With a war raging in Europe, 1917 hardly seemed an auspicious time to start raising money. The postwar climate was worse; soon, the market crashed, the world economy collapsed, the Great Depression began, and with World War-II looming, “it wasn’t surprising that Rotarians didn’t rush to adopt Arch Klumph’s grand idea.” But not easily discouraged, he refused to give up; “it was said of Arch Klumph in 1917 that he was a dreamer of colossal proportions.” But TRF had surpassed even “his most colossal dreams by providing $3.7 billion for its vital projects across the world.”

Banerjee said Rotarians should remember that TRF started with just $26.5 in 1917, which in today’s valuation comes to about $550, “just about enough to buy a smart phone, but hardly sufficient seed money for a Foundation with the ambitious mission of doing good in the world.”

TRF awarded its first grant in 1930 for $500 (about $7,000 in 2017 valuation). “Contrast that with some of our more recent figures. In the 2015–16 Rotary year alone, our Foundation awarded almost $100 million in global and district grants, $4 million for Rotary Peace Fellowships, and $114.7 million for polio eradication.”

PRIP and past TRF Trustee Chair Kalyan Banerjee.
PRIP and past TRF Trustee Chair Kalyan Banerjee.
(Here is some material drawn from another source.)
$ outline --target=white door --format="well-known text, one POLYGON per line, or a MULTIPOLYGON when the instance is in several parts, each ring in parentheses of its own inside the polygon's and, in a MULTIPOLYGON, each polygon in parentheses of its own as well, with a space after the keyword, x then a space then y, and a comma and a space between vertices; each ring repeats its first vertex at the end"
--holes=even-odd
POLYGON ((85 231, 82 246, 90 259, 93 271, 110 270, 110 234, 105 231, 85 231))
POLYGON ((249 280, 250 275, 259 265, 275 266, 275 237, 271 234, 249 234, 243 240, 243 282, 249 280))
While these were all very impressive numbers, the one number that won’t be ever known is “the number of people whose lives have been improved, transformed, or saved through the work of our Foundation,” he added.

Here are some numbers Banerjee listed:

  • 16 million people are walking today who would have been paralysed by polio without Rotary’s Global Polio Eradication Initiative.
  • 1.5 million — the number of lives saved by Vitamin A given with the polio vaccine.
  • 268 patients received life-changing surgeries during a recent global grant medical mission from India to Rwanda.
  • 423,795 people received free healthcare at Rotary Family Health Days in Ghana, India, Nigeria, South Africa and Uganda in 2016.
  • 41,850 scholars funded by TRF over the past century. The programme was started “because we believed that time spent studying and living in another country would expand a young person’s world view and imbue him/her with the Rotary ideals of service and tolerance.
  • 1,067 graduates of Rotary Peace Centers programmes are today working for peace throughout the world as diplomats, journalists, teachers and even police officers.

Banerjee laced his speech with anecdotes of peace scholars and ordinary persons helping Rotary carry out extraordinary projects. Such as Fatima Begum donating her lifetime savings — ₹85,000 — kept for Haj pilgrimage after her only granddaughter Munni was killed in the Kutch earthquake in 2001 and urging Rotarians to use the money towards the homes they were rebuilding in the devastated city of Bhuj.

Even though Arch Klumph had never told Rotarians how exactly to do good in the world, trusting Rotarians to figure this out themselves, one thing he was clear about was what TRF shouldn’t do. And “that is build monuments of brick and stone. Instead, he envisioned his creation as a living, breathing entity, one that would, in his words, ‘work upon immortal minds…engraving something that will brighten all eternity’.”

His words had inspired the early Rotarians to build TRF from the ground up: “not in brick and stone, but in lives, health and hope. And his legacy lives on today in every Rotarian who has ever carried out a grant project, hosted a scholar, immunised a child against polio, or made a contribution to our Foundation. And it lives on in the many millions who have benefitted both directly and indirectly from the good we have done.”